South Milton (anciently Mideltone, Middleton, Middelton, etc.) is a village and civil parish in the South Hams district, in the county of Devon, England, situated on the south coast about 2 miles south-west of Kingsbridge. The civil parish includes the hamlets of Sutton, south of the village, and Upton, north of the village. In 2021 the parish had a population of 371.

The mediaeval parish church is dedicated to All Saints. Horswell House, an 18th-century mansion within the parish, was anciently a seat of the Roope family, also of East Allington, whose heir in 1761 was the Ilbert family.

==Manor==
The manor of Mideltone is listed in the Domesday Book of 1086 as the 15th of the 22 Devonshire holdings of Alfred the Breton, one of the Devon Domesday Book tenants-in-chief of King William the Conqueror. It was held in 1295 by James "de Mosom" (or "de Mohun", according to Pole, apparently a member of the Mohuns, feudal barons of Dunster in Somerset).

===Pipard===
In 1345, it was held by Sir William Pipard (d. 1349). He left two daughters and co-heiresses:
- Margaret Pipard, wife of Sir Gerard de Lisle
- Matilda Pipard, wife of Sir Osbert Hameley

===Carew===
The next holder was the Carew family of Haccombe, Devon, which sold it to Sir James Bagg of Saltram, near Plymouth.

===Bagg===
Sir James I Bagg (1554/5–1624), MP for Plymouth (1601–1611) and Mayor of Plymouth, purchased Saltram in about 1614. On his death the house passed to his son James II Bagg (died 1638), Deputy Governor of Plymouth and a vice-admiral closely allied to the Duke of Buckingham, a favourite of King James I. He is believed twice to have embezzled funds from the Crown, the first occasion having contributed to the failure of Buckingham's attack on Cádiz in 1625. For reason unknown King Charles I twice defended him despite his seemingly obvious culpability. James II Bagg died in 1638 and was succeeded by his son George Bagg, when Saltram was described as comprising "One great mansion house, one stable, three gardens, two acres of orchard, eight acres of meadows" and eight acres more.
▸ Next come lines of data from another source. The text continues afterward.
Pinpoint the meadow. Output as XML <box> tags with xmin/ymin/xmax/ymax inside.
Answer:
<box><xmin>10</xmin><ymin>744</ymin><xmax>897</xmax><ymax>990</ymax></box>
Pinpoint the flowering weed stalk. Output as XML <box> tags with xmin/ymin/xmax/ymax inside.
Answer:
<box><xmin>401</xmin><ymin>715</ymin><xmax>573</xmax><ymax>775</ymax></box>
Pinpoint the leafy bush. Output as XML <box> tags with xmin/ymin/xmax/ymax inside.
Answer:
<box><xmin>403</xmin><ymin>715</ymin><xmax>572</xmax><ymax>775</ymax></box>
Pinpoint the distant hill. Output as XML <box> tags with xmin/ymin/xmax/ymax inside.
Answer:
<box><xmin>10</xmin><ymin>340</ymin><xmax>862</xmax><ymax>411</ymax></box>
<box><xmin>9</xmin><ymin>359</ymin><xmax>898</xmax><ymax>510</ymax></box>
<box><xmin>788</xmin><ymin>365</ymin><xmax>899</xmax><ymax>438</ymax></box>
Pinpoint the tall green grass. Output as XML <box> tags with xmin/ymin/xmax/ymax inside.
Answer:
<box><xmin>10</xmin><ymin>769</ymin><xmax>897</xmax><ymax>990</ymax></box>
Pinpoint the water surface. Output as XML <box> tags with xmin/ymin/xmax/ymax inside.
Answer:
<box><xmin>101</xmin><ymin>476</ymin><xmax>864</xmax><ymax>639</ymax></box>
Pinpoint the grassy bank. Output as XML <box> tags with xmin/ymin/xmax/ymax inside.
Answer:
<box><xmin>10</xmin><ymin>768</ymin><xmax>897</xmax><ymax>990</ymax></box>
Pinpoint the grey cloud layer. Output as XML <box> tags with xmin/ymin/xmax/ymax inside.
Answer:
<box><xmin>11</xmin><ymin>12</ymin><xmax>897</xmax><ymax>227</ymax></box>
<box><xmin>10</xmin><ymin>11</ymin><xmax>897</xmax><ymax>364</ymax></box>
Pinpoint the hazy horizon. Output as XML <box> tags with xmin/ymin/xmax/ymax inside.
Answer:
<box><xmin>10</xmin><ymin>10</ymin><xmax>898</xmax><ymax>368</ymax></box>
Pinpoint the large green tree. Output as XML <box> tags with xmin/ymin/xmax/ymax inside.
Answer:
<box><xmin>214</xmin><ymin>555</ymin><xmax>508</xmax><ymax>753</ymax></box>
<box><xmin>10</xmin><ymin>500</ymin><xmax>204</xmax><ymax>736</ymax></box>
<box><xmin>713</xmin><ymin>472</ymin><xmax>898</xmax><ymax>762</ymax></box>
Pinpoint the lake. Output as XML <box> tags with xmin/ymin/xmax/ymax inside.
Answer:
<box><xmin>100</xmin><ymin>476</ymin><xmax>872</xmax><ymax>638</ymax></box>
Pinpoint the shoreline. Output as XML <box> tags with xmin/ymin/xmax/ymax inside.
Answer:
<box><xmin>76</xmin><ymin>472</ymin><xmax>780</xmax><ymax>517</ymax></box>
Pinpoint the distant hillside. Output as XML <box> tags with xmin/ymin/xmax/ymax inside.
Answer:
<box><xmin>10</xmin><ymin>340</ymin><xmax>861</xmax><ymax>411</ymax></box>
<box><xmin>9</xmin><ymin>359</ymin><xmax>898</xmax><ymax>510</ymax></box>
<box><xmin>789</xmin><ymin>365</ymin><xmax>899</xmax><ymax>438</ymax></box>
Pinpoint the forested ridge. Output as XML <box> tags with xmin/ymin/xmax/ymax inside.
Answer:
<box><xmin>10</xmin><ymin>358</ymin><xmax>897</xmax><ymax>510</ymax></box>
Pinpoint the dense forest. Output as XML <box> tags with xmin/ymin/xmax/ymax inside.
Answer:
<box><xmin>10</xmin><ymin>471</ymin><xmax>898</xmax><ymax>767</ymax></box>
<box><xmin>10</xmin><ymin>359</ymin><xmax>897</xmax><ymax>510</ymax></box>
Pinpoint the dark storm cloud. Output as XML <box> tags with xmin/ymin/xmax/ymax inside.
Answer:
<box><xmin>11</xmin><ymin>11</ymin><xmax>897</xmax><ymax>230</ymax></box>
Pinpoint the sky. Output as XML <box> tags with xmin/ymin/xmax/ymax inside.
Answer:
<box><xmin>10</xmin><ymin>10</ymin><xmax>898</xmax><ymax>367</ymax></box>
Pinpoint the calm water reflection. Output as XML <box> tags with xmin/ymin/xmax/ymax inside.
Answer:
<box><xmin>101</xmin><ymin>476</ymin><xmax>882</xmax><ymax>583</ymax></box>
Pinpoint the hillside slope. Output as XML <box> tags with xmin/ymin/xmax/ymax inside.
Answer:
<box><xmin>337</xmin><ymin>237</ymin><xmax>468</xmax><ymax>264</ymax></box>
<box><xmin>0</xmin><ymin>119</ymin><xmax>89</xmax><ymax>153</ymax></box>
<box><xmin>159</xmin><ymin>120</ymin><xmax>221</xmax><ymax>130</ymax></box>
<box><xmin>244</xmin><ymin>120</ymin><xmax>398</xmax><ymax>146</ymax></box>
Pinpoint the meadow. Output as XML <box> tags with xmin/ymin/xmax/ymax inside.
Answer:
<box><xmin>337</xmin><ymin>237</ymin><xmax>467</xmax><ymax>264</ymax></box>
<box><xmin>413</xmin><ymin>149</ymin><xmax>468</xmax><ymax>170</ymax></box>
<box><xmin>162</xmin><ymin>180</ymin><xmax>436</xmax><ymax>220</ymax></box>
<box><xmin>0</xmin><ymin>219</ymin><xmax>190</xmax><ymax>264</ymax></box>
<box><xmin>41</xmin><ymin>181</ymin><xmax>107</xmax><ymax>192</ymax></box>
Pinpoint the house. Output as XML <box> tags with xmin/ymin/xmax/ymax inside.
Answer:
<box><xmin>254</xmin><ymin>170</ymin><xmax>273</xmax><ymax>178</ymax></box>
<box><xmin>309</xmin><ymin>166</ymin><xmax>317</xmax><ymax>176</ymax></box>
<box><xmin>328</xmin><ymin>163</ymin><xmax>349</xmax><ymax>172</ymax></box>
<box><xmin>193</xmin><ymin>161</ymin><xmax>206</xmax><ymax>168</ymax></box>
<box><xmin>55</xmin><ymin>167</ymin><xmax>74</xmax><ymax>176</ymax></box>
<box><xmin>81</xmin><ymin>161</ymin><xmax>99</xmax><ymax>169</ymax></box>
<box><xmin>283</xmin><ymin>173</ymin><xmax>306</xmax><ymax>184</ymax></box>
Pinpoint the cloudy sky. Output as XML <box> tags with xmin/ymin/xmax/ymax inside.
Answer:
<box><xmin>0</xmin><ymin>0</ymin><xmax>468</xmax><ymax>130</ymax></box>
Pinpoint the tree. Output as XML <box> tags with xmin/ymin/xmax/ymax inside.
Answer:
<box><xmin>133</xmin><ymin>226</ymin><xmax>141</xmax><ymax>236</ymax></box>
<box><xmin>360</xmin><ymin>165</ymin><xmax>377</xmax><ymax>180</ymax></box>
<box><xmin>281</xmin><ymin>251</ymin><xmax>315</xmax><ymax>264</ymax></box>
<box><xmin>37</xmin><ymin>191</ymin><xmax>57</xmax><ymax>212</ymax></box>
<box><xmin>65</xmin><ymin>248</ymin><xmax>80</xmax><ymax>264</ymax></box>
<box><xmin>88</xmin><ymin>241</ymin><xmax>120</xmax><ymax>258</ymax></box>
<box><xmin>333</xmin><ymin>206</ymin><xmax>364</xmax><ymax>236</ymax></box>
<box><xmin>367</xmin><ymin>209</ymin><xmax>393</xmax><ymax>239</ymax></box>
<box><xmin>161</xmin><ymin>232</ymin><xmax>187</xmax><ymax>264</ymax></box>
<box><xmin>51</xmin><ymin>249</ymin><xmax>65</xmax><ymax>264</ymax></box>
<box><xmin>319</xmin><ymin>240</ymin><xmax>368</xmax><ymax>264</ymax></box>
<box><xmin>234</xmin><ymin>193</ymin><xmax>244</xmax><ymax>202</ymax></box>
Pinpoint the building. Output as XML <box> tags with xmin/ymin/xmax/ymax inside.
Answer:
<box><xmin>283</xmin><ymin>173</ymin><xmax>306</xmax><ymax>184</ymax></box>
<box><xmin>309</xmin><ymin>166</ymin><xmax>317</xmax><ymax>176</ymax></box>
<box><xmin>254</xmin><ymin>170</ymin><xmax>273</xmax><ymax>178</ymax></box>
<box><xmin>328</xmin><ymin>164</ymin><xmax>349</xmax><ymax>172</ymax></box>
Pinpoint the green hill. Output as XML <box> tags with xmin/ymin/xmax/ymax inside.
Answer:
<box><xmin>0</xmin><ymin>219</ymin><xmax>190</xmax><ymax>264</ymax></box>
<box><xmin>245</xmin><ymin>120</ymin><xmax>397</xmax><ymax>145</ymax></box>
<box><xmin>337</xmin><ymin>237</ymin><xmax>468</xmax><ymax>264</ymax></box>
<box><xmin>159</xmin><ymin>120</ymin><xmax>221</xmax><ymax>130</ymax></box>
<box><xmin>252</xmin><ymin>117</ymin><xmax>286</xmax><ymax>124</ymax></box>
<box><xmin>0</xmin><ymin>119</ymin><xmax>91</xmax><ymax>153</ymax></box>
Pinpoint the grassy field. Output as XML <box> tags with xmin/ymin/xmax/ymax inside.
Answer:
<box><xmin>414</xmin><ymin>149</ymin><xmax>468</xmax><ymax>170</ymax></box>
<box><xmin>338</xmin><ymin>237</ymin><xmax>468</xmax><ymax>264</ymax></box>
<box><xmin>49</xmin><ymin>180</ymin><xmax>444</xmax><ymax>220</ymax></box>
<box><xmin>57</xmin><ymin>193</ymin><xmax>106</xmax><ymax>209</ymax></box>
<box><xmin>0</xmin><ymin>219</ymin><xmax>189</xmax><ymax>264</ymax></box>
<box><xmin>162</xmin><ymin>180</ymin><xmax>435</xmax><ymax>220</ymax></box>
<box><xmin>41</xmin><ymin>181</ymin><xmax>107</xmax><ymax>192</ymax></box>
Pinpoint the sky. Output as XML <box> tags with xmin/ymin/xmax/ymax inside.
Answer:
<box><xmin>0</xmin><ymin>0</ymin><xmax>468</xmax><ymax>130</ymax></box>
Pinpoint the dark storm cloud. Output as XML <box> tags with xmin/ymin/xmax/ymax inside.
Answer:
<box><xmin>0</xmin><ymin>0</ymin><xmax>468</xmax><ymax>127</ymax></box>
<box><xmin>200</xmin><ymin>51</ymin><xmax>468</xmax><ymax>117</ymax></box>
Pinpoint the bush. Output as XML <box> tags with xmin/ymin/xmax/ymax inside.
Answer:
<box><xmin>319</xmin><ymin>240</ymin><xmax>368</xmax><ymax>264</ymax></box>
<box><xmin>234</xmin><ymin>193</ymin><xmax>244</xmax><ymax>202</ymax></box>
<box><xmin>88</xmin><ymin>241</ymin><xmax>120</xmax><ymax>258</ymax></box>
Despite inheriting his father's role as Deputy Governor of Plymouth, George Bagg did not share his father's luck, and having chosen the Royalist side in the Civil War, Saltram suffered at the hands of the Parliamentarian forces. Following the defeat of the Royalist cause, shortly after 1643 he was forced to compound in the sum of £582 to secure his landholdings. Despite having held on to Saltram through the Civil War, the Baggs lost Saltram in 1660, shortly before the Restoration of the Monarchy when the Commonwealth government transferred it to the former Parliamentarian captain Henry Hatsell in payment of a large debt owed by Bagg.

===Morrice===
The manor was subsequently the property of Sir William Morrice (1602–1676) of Werrington in Devon, Secretary of State for the Northern Department and a Lord of the Treasury from June 1660 to September 1668.

===Prideaux===
In 1810 the manor belonged to Walter Prideaux, attorney-at-law at Totnes, apparently a member of that ancient and widespread family seated at Orcheton, Modbury; Adeston, Holbeton; Thuborough, Sutcombe; Soldon, Holsworthy; Netherton, Farway; Ashburton; Nutwell, Woodbury; Ford Abbey, Thorncombe; (also Prideaux Place, Padstow and Prideaux Castle, Luxulyan, Cornwall).